Instead of Munro’s native Huron County, Ontario, Almodóvar shoots in coastal Galicia; Xoan’s seaside house looks out at the Rio Ferrol Estuary, a landscape strongly resembling Point Reyes. It may be that Almodóvar had in mind a mainstream hit, the recreation of what the studios in California did so well 60 years ago. He was originally thinking of making this in English, in Vancouver with Meryl Streep. Canada is the place where melodrama went to retire, a home for the depraved expressionist melos of Guy Maddin and Atom Egoyan’s superficially calm and emotionally devastating stories of sundered families.
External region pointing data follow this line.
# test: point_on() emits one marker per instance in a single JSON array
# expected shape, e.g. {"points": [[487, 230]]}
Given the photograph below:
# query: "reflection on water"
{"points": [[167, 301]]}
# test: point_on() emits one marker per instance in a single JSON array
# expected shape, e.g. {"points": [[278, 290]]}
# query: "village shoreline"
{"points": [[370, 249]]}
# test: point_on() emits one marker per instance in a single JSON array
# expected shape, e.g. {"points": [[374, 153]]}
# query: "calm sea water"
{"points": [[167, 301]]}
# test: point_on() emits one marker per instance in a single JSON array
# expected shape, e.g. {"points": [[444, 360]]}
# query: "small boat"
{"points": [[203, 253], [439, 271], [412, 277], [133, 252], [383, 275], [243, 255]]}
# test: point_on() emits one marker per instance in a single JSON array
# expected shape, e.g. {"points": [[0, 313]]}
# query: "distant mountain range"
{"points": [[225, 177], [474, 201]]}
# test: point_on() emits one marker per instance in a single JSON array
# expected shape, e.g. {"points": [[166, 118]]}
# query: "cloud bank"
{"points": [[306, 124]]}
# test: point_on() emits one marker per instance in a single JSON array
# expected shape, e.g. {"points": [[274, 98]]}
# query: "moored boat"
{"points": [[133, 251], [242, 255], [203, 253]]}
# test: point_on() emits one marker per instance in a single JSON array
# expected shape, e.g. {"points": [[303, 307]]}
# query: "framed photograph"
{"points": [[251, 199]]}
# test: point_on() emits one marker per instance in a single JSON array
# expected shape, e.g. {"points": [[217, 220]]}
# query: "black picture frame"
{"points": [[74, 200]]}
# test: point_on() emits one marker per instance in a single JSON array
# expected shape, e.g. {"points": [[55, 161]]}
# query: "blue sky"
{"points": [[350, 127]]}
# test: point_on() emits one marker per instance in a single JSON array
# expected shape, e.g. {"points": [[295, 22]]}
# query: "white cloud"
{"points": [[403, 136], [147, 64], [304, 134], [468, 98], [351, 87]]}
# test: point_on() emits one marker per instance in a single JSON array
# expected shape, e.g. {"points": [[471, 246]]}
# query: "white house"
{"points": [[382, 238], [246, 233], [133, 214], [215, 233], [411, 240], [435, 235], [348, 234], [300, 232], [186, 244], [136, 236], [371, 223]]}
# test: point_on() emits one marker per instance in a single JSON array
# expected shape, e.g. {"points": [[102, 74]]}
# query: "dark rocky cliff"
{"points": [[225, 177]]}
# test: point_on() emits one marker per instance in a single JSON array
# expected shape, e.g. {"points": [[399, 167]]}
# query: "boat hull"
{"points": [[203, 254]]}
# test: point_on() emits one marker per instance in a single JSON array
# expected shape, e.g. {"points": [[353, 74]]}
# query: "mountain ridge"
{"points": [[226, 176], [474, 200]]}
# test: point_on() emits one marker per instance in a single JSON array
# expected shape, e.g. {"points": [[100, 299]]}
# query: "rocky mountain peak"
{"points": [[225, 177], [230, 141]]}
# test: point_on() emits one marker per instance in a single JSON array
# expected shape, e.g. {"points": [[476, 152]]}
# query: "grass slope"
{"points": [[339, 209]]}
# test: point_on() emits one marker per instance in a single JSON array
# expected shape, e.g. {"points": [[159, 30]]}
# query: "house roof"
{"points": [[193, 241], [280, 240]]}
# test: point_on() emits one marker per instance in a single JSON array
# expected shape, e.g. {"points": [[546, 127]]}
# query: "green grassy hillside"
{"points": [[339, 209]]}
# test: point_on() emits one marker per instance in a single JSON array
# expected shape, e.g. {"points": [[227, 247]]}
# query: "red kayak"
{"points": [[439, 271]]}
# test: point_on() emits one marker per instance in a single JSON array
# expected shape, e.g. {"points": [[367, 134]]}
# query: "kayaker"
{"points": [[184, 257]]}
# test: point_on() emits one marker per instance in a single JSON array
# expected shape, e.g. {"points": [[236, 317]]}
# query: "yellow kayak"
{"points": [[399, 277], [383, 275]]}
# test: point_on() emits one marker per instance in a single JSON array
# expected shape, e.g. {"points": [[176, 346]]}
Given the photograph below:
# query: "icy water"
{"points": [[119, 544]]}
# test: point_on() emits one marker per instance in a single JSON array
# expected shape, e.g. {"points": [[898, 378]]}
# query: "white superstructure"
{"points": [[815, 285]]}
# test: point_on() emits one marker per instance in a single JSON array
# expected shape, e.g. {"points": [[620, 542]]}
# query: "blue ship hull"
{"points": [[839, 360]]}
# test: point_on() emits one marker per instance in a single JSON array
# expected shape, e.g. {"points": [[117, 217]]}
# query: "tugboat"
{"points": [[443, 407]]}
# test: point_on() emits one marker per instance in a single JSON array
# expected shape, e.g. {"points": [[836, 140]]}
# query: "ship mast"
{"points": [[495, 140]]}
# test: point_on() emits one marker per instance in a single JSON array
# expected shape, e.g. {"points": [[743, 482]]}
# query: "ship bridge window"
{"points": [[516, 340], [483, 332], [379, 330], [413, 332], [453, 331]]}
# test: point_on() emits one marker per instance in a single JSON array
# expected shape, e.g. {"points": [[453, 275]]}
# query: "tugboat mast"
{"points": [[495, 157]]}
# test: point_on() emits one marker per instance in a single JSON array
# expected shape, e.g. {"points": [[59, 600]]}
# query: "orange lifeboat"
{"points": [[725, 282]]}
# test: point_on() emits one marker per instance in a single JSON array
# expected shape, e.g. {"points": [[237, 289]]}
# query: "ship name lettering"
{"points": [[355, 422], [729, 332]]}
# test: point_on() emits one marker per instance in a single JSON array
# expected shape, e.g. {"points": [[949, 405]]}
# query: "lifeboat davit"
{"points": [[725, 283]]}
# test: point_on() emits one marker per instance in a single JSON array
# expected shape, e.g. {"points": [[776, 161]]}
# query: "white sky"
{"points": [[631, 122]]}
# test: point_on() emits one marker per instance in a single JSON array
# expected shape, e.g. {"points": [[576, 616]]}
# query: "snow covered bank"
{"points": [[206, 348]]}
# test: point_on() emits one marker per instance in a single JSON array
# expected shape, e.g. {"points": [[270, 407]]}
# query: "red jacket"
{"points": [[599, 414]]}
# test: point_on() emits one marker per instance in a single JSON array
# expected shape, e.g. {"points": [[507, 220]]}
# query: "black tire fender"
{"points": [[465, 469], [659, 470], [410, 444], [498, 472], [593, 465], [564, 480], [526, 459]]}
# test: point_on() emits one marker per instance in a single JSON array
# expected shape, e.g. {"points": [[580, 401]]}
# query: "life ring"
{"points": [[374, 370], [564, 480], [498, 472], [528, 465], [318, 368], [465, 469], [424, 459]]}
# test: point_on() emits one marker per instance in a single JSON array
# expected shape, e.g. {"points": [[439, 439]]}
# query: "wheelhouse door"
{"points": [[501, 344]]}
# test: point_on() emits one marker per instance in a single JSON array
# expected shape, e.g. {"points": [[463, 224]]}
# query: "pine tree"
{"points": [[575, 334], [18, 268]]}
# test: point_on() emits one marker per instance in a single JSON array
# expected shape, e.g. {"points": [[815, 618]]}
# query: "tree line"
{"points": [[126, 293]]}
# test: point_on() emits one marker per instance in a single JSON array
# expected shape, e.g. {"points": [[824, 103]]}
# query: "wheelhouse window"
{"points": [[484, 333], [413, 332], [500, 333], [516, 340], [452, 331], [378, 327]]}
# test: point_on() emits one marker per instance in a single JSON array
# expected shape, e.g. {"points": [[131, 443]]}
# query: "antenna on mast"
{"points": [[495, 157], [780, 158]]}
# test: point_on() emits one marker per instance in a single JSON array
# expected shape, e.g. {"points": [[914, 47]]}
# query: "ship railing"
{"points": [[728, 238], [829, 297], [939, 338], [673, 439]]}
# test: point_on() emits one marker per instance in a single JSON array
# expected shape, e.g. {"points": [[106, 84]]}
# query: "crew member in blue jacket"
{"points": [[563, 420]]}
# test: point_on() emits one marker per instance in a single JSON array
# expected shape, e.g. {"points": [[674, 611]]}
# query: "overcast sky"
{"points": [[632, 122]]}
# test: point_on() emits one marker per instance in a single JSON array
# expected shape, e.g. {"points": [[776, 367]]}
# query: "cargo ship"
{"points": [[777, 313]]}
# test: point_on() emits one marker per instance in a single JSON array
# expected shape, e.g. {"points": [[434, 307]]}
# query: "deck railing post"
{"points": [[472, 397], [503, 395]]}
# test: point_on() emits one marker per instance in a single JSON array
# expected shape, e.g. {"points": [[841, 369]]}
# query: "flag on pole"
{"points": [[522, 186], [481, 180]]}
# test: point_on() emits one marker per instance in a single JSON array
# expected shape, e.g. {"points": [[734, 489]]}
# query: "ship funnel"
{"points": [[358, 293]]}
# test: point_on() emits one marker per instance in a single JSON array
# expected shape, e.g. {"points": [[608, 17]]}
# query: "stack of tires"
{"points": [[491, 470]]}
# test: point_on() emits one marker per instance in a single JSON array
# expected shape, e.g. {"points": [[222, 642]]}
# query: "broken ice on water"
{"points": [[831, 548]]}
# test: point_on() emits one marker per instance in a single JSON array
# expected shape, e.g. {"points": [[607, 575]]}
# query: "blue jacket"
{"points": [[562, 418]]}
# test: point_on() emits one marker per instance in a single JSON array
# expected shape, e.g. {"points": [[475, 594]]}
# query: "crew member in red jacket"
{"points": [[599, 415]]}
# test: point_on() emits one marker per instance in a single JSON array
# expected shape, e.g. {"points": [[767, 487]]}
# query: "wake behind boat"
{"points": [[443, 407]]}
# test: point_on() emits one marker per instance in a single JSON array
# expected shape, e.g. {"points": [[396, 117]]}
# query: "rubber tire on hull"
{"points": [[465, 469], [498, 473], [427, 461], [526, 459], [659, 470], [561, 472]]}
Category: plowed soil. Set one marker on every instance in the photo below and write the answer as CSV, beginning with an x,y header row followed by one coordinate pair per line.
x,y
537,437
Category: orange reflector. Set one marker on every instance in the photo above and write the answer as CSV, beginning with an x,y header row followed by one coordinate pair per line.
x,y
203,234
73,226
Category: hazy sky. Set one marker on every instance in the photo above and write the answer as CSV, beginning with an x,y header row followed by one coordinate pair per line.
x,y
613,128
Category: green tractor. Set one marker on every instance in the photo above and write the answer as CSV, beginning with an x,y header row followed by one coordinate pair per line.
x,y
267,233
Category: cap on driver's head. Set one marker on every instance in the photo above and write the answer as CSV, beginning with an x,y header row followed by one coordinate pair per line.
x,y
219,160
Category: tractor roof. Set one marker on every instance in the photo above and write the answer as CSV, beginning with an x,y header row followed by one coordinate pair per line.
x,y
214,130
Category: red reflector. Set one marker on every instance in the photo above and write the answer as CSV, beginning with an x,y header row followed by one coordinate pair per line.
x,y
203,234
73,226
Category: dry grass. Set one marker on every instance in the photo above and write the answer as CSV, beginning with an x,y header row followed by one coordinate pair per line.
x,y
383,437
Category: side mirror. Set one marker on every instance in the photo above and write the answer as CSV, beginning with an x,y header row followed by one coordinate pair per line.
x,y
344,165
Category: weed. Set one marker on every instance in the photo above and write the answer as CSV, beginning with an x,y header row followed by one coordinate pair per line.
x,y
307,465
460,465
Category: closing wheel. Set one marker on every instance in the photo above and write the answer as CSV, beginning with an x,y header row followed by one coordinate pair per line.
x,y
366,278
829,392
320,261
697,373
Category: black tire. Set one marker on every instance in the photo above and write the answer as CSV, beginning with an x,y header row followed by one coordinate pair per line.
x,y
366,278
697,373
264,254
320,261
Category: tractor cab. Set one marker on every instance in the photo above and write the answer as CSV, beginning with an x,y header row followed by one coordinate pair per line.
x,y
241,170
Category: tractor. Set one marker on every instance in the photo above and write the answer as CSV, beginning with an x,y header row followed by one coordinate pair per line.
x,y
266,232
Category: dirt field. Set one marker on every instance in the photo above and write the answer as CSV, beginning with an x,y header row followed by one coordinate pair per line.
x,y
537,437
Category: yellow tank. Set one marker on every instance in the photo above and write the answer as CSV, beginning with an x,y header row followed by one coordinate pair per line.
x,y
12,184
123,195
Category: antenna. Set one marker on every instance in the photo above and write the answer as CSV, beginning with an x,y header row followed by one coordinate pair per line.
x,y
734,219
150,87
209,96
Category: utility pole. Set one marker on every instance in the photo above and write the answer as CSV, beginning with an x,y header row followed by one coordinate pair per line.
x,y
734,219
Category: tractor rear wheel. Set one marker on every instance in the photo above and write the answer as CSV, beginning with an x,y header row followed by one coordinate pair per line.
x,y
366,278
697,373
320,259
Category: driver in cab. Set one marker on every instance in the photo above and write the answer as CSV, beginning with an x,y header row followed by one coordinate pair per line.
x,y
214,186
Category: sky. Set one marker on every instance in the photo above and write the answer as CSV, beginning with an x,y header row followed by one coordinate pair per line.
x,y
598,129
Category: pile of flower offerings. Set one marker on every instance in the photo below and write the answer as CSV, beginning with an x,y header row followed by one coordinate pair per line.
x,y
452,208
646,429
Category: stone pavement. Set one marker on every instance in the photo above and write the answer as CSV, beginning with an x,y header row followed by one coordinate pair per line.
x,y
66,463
It’s hard to guess how this director’s taste for dramatic flamboyance would have run up against Streep’s precision. Over the course of a four-decade career, Almodóvar gave us numerous screwball comedies as well as ridiculously good horror (The Skin I Live In). But the extremes in Julieta are well within the bounds of the elegant Hollywood melodrama, outside of that zone of breakdowns or tears—the best of these women’s pictures had but one tear, usually. That restraint is what makes Julieta so well-turned, such a balance of smooth women and jagged feelings. That’s what makes it so absorbing, with its imagery of ethereal lost love, in the jigsaw puzzle of a torn photograph, or soft red lips kissing a still tender, freshly tattooed heart on a man’s shoulder.
Julieta
Written and directed by Pedro Almodóvar. Based on stories from ‘Runaway’ by Alice Munro. Starring Adriana Ugarte, Emma Suàrez and Rossy de Palma. Rated R. 99 min.